Hitting F3 repeatedly will find the subsequent matches. (F2 for previous matches)

Find results

Nav and the Goto Panel

Type your search pattern in the Nav field instead to see all results show up below in leo's Goto Pane. This will show the headlines as you type.

Press Enter to freeze the results and show results also found in body text of any node. This will add a snowflake icon ❄️ to the Nav field.

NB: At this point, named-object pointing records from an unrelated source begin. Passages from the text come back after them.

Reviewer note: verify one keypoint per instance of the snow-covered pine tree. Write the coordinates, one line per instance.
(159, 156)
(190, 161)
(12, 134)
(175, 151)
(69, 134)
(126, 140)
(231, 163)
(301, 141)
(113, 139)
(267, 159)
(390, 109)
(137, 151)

From the Goto Pane, you can use the arrow keys, home/end, page up/down to cycle directly to any of those matches.

Goto pane

Using Tags

If you check the Tag option, the Nav field and Goto Pane are then used to find nodes by their tag 🏷 ua (user attribute).

Node tags

Undo Panel

In LeoInteg, the undo functionality is a multi-tiered system that segregates structural outline changes from text changes within the body pane. The Undo Panel captures outline alterations as individual 'Undo Beads', independent from VS Code's native text undo states. When focus resides in the body pane, the Undo keybinding triggers VS Code's text-specific undo action. However, once the focus shifts or a new node is selected, all concurrent text changes coalesce into a single 'Undo Bead' within the Undo Panel. These 'Undo Beads' can then be manipulated either through the Undo Panel or by keybindings, provided the focus is explicitly set on the outline pane. This dual-layer undo architecture enables precise control over both code and structural modifications.

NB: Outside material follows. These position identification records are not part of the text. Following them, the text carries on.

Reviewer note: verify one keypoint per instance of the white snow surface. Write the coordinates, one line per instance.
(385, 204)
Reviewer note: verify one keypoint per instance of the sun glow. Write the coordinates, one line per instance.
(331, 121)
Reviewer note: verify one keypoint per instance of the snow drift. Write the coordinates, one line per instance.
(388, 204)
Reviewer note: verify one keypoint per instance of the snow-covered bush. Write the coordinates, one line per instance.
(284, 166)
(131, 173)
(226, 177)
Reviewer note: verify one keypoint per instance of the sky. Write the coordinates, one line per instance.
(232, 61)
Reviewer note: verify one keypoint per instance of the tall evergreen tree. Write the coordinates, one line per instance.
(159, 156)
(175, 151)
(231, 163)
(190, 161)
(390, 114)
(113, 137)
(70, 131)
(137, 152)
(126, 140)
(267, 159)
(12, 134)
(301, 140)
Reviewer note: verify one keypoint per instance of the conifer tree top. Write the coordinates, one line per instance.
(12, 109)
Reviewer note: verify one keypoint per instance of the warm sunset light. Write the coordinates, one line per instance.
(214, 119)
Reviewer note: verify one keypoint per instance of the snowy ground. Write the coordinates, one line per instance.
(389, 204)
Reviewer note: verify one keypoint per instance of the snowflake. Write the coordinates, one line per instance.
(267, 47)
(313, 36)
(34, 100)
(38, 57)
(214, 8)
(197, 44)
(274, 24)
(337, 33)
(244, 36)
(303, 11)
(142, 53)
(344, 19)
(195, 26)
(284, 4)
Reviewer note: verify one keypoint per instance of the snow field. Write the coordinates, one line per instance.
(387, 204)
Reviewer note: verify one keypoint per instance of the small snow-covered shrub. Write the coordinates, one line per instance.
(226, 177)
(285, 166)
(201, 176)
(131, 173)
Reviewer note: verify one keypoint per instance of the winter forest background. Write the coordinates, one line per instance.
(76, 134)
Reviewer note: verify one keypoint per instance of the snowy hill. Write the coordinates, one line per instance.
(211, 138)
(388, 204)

Use the undo / redo icons above the outline or above the undo pane itself. You can also right-click on an undo step to directly switch to that specific state!

Undo pane

Issues

Common issues are listed below. See the repository's Issues Page to submit issues.

Linux Keybindings

If you're experiencing trouble with the keyboard shortcuts for the 'Clone Node' or the 'Promote' and 'Demote' commands, set "keyboard.dispatch": "keyCode" in your vscode settings and restart vscode. See Troubleshoot Linux Keybindings for more information.

Keybindings Conflicts Resolution

If you have a keybinding conflict for a command that you would like not to be resolved by Leo when the focus is on the body pane, add && resourceScheme != 'leo' to the keybinding's "when" condition. (Use Ctrl+K Ctrl+S in vscode to open the Keyboards Shortcuts panel)

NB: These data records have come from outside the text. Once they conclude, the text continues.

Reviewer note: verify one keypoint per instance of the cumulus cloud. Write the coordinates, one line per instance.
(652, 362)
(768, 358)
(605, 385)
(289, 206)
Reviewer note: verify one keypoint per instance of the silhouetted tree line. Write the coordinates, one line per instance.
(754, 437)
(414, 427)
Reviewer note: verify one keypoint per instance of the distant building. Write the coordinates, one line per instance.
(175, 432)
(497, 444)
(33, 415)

Move Outline Keyboard Commands

For some users, the Alt+[Arrow Keys], Ctrl+D and Ctrl+T keybinding are already assigned.

To help with this conflict, tree-browsing, outline-move keyboard commands, and switch focus command will only trigger with the additional condition of having no text selection in the editor.

So select at least one character to use the previously assigned original keyboard commands, while focus is in the body pane.

Refer to the issue tracker page to learn more about the known issues, or to contribute with additional information if you encounter some yourself.

How It Works

Leo integration into VS Code is done by starting a python server script and connecting to it via a websocket to exchange JSON data. The server script leverages leoBridge and re-uses code from the leoflexx.py plugin.

The outline pane is made by implementing a TreeDataProvider for vscode's TreeView API, while the body-pane's virtual document is made by implementing a filesystem provider and using the outline's selected node 'gnx' as identifier.